This morning at the temple, a father had his 6 year old daughter lead the singing. I appreciated his fathering. He started her off on each line and then let her go on alone. When she found her voice and rhythm, he stayed quiet. When she wobbled, which was only once, he got her back on track. In the end she felt she did it all by herself, which is what great parenting does. Close enough but not in the way.
In Krishna Book, we find a beautiful dedication by Srila Prabhupada, the author, to his father:
“To My Father, Gour Mohan De (1849-1930 - A pure devotee of Kṛṣṇa, who raised me as a Kṛṣṇa conscious child from the beginning of my life. In my boyhood ages he instructed me how to play the mṛdanga. He gave me Rādhā-Kṛṣṇa Vigraha to worship, and he gave me Jagannātha-Ratha to duly observe the festival as my childhood play. He was kind to me, and I imbibed from him the ideas later on solidified by my spiritual master, the eternal father.”
‘He was kind to me’. Kindness is the quality of being friendly, generous, and considerate. When a child is treated with kindness, he learns to be kind. When our efforts to help others are done with kindness, it’s a double result. The help may be seen on the outside, but the kindness nourishes within. Kindness makes people feel valued, feel seen.

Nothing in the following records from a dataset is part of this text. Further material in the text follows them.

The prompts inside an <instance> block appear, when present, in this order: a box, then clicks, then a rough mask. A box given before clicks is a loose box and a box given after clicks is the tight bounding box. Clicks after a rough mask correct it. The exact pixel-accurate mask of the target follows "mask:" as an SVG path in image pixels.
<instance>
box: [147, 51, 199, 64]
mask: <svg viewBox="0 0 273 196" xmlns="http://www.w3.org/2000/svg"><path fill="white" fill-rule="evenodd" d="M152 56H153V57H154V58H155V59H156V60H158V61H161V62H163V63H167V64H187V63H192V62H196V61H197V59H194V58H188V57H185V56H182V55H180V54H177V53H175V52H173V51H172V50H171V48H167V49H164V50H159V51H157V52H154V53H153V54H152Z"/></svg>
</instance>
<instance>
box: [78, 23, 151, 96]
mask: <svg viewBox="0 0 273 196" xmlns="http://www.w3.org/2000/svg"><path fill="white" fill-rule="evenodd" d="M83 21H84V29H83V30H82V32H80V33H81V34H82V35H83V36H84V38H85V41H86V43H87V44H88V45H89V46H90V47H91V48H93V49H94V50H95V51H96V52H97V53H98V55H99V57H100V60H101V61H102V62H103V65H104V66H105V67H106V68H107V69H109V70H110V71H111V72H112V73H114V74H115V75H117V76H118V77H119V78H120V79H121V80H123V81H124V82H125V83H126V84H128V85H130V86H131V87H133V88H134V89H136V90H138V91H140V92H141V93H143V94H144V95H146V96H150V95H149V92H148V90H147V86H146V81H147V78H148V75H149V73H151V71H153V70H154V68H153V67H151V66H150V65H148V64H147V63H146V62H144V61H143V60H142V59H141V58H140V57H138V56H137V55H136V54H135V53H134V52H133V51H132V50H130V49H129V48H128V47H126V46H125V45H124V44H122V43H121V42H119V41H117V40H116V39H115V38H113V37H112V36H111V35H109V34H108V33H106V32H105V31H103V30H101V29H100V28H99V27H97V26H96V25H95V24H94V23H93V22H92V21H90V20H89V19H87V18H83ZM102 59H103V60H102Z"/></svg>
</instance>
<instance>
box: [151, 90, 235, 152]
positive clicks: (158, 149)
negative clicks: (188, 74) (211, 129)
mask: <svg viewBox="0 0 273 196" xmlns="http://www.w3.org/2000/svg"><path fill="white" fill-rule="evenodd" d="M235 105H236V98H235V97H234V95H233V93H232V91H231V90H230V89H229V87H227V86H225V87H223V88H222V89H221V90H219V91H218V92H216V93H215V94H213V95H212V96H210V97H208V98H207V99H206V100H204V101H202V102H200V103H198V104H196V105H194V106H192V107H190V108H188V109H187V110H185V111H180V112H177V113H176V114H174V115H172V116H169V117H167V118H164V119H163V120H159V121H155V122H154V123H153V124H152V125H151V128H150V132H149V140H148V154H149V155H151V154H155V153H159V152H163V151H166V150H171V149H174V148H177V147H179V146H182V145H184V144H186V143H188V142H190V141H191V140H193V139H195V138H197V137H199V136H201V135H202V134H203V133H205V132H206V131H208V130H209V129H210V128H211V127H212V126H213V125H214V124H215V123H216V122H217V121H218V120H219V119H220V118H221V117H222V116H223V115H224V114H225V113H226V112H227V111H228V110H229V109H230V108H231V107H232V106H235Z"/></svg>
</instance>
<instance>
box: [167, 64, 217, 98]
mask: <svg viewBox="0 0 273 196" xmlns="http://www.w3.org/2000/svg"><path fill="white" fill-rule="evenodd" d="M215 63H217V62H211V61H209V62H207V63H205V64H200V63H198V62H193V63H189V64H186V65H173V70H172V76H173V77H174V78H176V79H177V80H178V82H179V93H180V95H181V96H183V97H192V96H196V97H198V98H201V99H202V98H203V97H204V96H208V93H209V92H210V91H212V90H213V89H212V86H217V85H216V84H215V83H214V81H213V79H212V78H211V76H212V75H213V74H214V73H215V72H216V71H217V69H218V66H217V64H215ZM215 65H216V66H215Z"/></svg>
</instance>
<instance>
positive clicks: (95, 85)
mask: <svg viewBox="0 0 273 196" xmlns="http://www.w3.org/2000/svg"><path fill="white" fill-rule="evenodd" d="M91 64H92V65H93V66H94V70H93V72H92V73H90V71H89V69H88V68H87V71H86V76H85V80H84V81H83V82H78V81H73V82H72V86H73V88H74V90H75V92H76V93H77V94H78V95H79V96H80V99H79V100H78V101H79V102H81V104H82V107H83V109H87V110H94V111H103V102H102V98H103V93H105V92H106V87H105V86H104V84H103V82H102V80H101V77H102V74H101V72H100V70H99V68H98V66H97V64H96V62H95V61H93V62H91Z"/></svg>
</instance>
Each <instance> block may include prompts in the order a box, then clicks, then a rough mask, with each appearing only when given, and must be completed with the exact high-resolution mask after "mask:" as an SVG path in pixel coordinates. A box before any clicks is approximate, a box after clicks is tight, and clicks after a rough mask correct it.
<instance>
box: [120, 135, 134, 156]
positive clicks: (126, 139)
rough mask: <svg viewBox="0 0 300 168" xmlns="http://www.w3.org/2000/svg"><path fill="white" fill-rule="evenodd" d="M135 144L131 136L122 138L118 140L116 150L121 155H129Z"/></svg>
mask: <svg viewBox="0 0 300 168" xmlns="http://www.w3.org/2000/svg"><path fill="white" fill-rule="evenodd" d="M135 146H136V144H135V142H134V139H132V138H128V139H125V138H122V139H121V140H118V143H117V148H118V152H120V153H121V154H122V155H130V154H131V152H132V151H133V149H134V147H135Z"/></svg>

Krishna, the supreme father, is known to be kind to everyone - “The Lord is equally kind to everyone, as the sun is equal in distributing its rays over everyone.” Also it is said that “the Lord is equally kind to everyone because He treats every living being as a friend yet maintains Himself as Paramatma regardless of the circumstances of the living entities.” 5.18
What a great Father we have! The Paramatma, the supersoul in our heart, is close by, and ready to nudge us to remembrance of what we have forgotten. That’s a gift we have, not just on Father’s Day, but everyday.